One can only imagine the infinite wisdom and juicy stories they have, and obviously these ladies are doing more than a few things right to be here to tell it all.
Here are a few takeaways from their story that may explain their secret to longevity and lasting friendship.
1. Stay active.
Three of the four live on their own and still do their own housekeeping. Hammett volunteered at church and at a Veterans Affairs hospital until a few years ago and now lives with family. Underwood gets on her stationary bike every day and loves to dance. Without hesitation, she bent forward, straight-legged, and touched the floor. “I’m old,” she quipped, “but I’m not cold.”

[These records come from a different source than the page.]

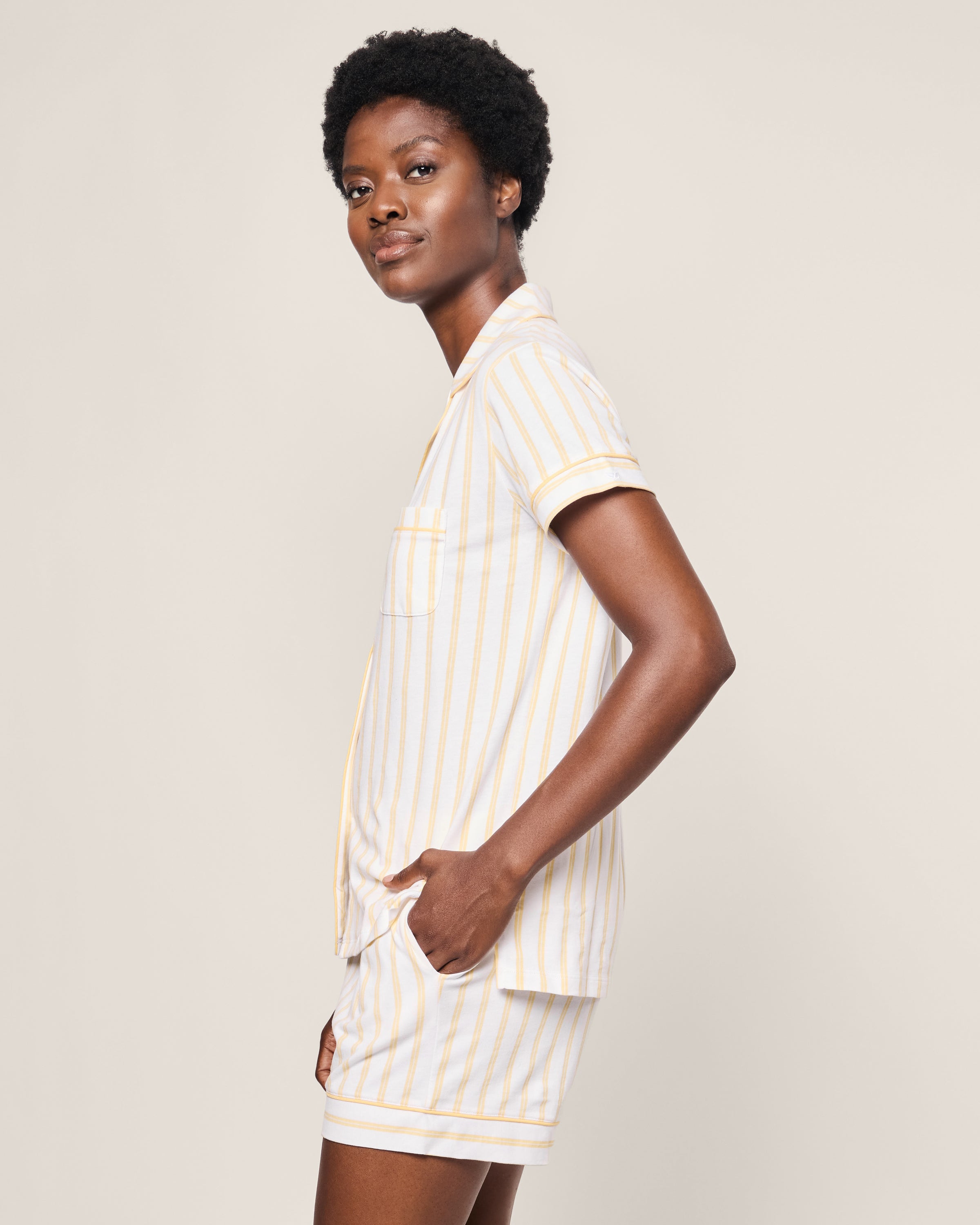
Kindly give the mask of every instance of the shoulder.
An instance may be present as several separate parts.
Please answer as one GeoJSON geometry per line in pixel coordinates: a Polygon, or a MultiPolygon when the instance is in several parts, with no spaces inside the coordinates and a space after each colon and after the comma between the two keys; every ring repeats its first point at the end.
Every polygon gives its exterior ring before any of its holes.
{"type": "Polygon", "coordinates": [[[560,386],[578,383],[605,398],[583,350],[554,320],[540,323],[543,326],[523,327],[517,334],[501,337],[484,354],[475,371],[484,394],[494,401],[501,388],[528,390],[528,383],[548,388],[557,381],[560,386]]]}

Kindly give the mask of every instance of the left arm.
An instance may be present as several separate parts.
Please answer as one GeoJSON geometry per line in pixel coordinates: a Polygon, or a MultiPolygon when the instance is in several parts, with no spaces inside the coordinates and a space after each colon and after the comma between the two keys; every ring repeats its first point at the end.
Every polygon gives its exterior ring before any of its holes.
{"type": "Polygon", "coordinates": [[[551,528],[632,652],[568,752],[480,848],[425,850],[385,877],[391,889],[425,880],[409,924],[446,974],[492,948],[532,877],[643,782],[735,668],[653,494],[614,489],[579,499],[551,528]]]}

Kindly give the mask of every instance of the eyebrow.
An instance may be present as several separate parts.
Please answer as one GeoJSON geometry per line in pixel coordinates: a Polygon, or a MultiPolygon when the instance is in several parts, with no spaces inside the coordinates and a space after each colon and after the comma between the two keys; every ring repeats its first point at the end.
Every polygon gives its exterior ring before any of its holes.
{"type": "MultiPolygon", "coordinates": [[[[407,149],[414,148],[424,141],[431,141],[434,145],[443,143],[437,136],[431,136],[426,132],[423,136],[413,136],[410,141],[402,141],[401,145],[396,145],[394,148],[390,151],[388,156],[398,157],[399,153],[404,153],[407,149]]],[[[341,170],[341,174],[366,174],[366,172],[368,167],[365,165],[345,165],[341,170]]]]}

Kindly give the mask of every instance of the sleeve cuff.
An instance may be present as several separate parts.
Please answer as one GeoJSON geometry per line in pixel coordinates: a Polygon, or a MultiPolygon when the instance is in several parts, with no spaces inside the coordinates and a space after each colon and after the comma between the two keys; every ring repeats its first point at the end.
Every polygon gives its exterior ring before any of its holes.
{"type": "Polygon", "coordinates": [[[646,489],[653,492],[632,456],[587,456],[543,480],[532,494],[530,508],[548,530],[559,511],[579,497],[603,494],[608,489],[646,489]]]}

“They say, ‘You okay by yourself?’ and I say ‘I feel good by myself,’ ” she said. “I sing to myself and I talk to myself. As long as I don’t answer myself!”
2. Check up on the people you love every day, but especially in times of need.
The years have not always been easy. All four women lost their husbands; some also lost children, including Barnes, whose son George, her only child, died last year of cancer in his early 80s.
But they have each other. Underwood calls Barnes every afternoon at 4 o’clock, to check in. “She gets tired of me calling,” Underwood said. Barnes held her tongue, and Underwood grinned. “She didn’t say no, either.”
3. Stay hopeful the times can and will change.
By age 92, the women thought they had seen it all. But then something happened that they would never have predicted.
“That a black man became president of the United States,” Barnes said softly. It was, she said, the best thing that ever happened to her. “I never thought in my wildest dreams that that would ever happen. That’s how far down we were.”
Butler shook her head. “I just wish that some of my parents and my sisters and my relatives could have been here to witness it.”
“The Lord carry me home, I carry that with me,” said Underwood.
At the core of their individual lives and collective friendship is a common thread of faith and love of the Lord. The only thing better than a having a praying friend is having three.